The expression of RIP3 and MLKL in different types of cells in the hippocampus. (A) Immunofluorescence double-staining of RIP3/MLKL and astrocytes/microglia/neurons (scale bar = 100 μm). (B, C) The proportions of different types of RIP3-positive and MLKL-positive cells. (D) Transmission electron microscopy scans of hippocampal neurons (scale bar = 1 μm or 500 nm). The results are presented as the mean ± SD, n = 3.

Figure 5.

Effect of Gdcl3 on the cognitive impairment induced by PTX. (A) The escape latency(s). (B) The number of times passing the platform. (C) Movement trajectory on the 15th day. (D, E, F, G) The expression of the RIP3 and MLKL proteins. The results are presented as the mean ± SD, n = 10 or 3. In the PTXH + Gdcl3 group, *p < 0.05 vs.
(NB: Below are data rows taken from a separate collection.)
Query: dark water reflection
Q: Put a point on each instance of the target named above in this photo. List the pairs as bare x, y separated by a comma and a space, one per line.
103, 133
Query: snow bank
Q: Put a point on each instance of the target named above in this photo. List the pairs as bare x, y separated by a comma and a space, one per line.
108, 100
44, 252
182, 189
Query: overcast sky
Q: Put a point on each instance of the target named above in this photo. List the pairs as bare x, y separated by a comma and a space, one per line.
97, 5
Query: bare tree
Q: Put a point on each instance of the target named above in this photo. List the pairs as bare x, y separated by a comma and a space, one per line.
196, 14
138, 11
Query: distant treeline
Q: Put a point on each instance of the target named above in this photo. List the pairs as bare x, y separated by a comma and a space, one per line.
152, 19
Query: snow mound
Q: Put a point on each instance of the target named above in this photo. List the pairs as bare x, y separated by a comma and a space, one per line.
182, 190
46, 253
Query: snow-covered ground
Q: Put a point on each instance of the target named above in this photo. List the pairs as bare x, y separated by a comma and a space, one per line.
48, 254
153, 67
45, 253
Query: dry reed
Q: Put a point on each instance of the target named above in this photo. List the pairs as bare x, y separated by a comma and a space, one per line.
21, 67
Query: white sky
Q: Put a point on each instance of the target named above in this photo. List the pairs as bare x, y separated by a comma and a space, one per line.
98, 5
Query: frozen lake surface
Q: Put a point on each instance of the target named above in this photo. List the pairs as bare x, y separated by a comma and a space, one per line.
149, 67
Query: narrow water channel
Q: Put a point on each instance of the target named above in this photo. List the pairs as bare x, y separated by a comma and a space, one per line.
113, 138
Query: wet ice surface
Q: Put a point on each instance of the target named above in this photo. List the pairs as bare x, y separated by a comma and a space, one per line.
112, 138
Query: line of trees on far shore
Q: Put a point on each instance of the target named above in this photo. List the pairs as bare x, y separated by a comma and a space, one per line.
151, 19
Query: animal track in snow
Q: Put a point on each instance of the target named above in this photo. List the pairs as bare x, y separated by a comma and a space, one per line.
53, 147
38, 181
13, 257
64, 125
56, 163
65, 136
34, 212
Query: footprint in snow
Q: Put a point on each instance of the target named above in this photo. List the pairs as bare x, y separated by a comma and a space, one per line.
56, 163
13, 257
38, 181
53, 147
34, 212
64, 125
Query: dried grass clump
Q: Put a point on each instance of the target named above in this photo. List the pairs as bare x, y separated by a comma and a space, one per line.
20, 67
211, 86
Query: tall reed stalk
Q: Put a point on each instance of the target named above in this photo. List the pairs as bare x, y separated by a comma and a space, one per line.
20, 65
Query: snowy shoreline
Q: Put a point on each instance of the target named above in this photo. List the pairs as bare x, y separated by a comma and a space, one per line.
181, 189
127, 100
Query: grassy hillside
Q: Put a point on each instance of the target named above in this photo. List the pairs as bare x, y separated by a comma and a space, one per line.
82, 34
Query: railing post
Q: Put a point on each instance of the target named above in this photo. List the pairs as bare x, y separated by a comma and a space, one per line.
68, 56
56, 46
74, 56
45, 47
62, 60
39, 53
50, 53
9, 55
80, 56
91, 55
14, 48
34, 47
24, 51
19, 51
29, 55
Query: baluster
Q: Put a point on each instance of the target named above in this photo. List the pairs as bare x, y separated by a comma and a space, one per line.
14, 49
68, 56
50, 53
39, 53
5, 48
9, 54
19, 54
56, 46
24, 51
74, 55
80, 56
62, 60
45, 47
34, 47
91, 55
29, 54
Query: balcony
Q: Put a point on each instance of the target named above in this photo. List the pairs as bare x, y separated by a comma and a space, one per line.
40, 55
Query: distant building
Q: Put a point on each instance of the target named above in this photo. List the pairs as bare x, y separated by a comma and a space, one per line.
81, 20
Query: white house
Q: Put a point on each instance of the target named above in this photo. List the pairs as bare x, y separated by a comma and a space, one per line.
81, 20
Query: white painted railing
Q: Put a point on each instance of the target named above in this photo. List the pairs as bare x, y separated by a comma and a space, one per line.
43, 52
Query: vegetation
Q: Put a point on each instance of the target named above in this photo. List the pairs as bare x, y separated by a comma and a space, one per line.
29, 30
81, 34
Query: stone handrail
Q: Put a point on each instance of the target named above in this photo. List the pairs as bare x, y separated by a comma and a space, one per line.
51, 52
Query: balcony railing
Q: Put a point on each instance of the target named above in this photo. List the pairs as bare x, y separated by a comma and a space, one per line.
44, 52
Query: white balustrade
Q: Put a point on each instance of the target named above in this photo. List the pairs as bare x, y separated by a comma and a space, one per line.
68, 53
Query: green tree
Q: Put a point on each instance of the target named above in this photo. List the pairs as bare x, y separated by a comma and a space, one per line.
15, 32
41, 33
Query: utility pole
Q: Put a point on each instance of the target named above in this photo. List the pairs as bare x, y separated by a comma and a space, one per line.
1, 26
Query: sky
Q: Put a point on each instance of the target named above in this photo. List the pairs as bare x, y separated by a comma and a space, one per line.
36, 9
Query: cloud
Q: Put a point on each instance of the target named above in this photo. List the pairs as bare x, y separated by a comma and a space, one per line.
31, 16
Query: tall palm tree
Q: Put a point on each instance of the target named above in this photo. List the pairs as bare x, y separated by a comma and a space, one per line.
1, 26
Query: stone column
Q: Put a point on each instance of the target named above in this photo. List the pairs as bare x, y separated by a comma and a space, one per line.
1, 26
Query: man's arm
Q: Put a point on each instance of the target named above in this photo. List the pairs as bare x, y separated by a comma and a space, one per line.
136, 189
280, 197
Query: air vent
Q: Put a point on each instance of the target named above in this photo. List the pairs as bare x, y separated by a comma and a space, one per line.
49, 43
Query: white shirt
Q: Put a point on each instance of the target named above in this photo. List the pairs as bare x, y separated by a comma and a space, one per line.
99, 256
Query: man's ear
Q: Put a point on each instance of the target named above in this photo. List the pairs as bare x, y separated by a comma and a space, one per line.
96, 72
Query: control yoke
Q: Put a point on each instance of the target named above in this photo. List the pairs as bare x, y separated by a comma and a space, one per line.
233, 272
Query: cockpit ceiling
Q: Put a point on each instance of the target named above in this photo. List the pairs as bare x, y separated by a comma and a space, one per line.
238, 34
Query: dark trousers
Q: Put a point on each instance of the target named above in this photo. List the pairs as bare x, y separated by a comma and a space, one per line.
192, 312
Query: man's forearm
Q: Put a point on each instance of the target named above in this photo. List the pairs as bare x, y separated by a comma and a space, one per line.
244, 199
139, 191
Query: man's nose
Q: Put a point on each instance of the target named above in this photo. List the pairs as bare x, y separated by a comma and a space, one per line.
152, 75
PTXH.

Figure 6.

The polarization of microglia involved in PTX-induced cognitive impairment. (A, B, C, D) The expression of iNOS and Arg-1. (E) Polarization of microglia labelled with iNOS/Arg-1 and Iba-1 (scale bar = 50 μm). (F) The proportion of iNOS positive and Arg-1 positive cells to microglia. (G) The number of Iba-1 positive cells. (H, I, J, K) The concentration values of TNF-α, IL-1β, IL-4 and IL-10. The results are presented as the mean ± SD, n = 3 or 5. In the PTXH group, *p < 0.05 vs. vehicle, ***p < 0.001 vs. vehicle. In the PTXH + Gdcl3 group, ^#p < 0.05 vs. PTXH, ^###p < 0.001 vs. PTXH, ^&p < 0.05 vs. vehicle.